For the first time in PLNU history, “Women in the Christian Tradition” is being offered as a general education course.
“The fact that it is the first year this course is being offered is kind of telling of how difficult it can be sometimes to see action and difference in culture, especially a Christian culture.” said sophomore Kennedy Folly.
This course was introduced as a GE at the start of last semester, taught by both Laird and Dr. Stephanie Smith Matthews.
“[This course] helps our students have a wider vision of the history and the purposes of the church,” Laird said. “We have a predominant number of female students, and so to hear any story that doesn’t include women’s voices seems to be a problem to me.”
What makes this course different from other Christian Tradition courses is its emphasis on the ways in which women have contributed to the history of Christianity.
“I think what we offer is great, but like with any subject we live in a time where we know that multiple perspectives and voices tend to enrich the learning,” Laird said.
This course also addresses issues regarding gender and equality in larger society.
“What is special about this class is how open to the discussion it is,” Folly said. “No certain mindset or beliefs are required to come into this course, and the perceptions you walk in with will not affect your overall experience in the class.”
The boy-to-girl ratio is not a new topic discussed among PLNU students. There are more women than men on campus, and many students believe classes are still male-dominated.

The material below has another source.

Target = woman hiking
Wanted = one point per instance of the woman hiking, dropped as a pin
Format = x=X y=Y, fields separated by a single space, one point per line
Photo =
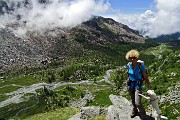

“I think the issue of gender is everywhere in our culture. We’re trying to figure out, culturally, ‘What does gender mean or who are we called to be?’” Laird said.
But what about the boys? Why should they take a course about women in Christian history? That is exactly the point Laird is trying to make with this course.
“Women sit in classes where all of the writings have been written by men and the teacher is male and we never even think about it as being somehow a gender imbalanced conversation,” Laird said. “But now that it might be the opposite, a female professor, writings by mostly female and it’s like ‘Oh! What about the boys?’”
This class has been designed to give students a deeper, richer understanding of Christian tradition. This means including female writers who have been left out of the conversation for years.
“Without [the writings of females] we’re missing the influence of some really important voices.” Laird said.
“Women in the Christian Tradition” is a class created to show different perspectives.
“Every Christian university needs this class.” said Dr. Laird.